All I did was say "Hello, nice to see you," to my opponent.

We were just about to start my client's deposition.
My client sued his doctor.
For medical malpractice.

We claim his doctor was careless and caused him harm.
Permanent harm.
His doctor denied all of our allegations.

Now, during the 'discovery' phase of his lawsuit, the attorney who represented the doctor we sued was going to question my client. In my office. In my conference room. There would be no judge there. There's no jury there. Just me, my client, the defense lawyer and a court stenographer. That's it.

This question and answer session is known as a deposition.
It's pretrial testimony.
Lawyers also call it an examination before trial.

Even though there's no judge or jury in the room, you should know that the answers you give during this deposition carry THE SAME EXACT WEIGHT as if you are testifying at trial in court.

When I walked into my conference room with my client, the defense lawyer was already there.
So was the court stenographer.
I knew the defense attorney.

We'd worked as opponents on quite a number of cases together over the course of our careers.
We'd gotten into major verbal brawls during other cases.
She screamed at me. I screamed at her.

Yet we hadn't seen each other in months on a case and now when I walked in, I was surprised to see her.
I said hello.
She said hello.

I said "Nice to see you."
She said the same.
I introduced her to my client and then we got to work.

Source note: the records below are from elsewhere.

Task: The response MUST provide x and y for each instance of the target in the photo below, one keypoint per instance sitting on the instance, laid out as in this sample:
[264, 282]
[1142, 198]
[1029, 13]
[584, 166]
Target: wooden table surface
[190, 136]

Two hours later, when we took a quick break, my client told me he was furious.
He was angry.
I asked him what's going on.

He couldn't believe I was pleasant and polite to my opponent!

He thought we were working together to conspire against him and his case.
He thought I had to be a nasty and obnoxious son-of-a-bitch to her.
He fully expected me to be an angry and aggressive pit-bull and to make sure I was nasty to her, in front of him.

I said "What the heck are you talking about?"
He told me about his expectations of how I'd behave and react to my opponent.
He told me that after seeing so many TV and courtroom dramas in the movies that that is how I would behave.

I stopped him in his tracks.
"WHOA there tiger!" I said.
Those expectations are so wrong.

That's not what goes on in real cases in real life.
Maybe some attorneys are jerks and obnoxious bastards.
But I'm not one of them.

There's a time and place to be aggressive and righteous and demanding and your deposition is not that time.
Maybe during trial there's a time for that.
Maybe during settlement negotiations there's a time for that.

But during pretrial questioning where I exchange pleasantries with my opponent before we even get started? Sorry, but your expectation is sorely misplaced.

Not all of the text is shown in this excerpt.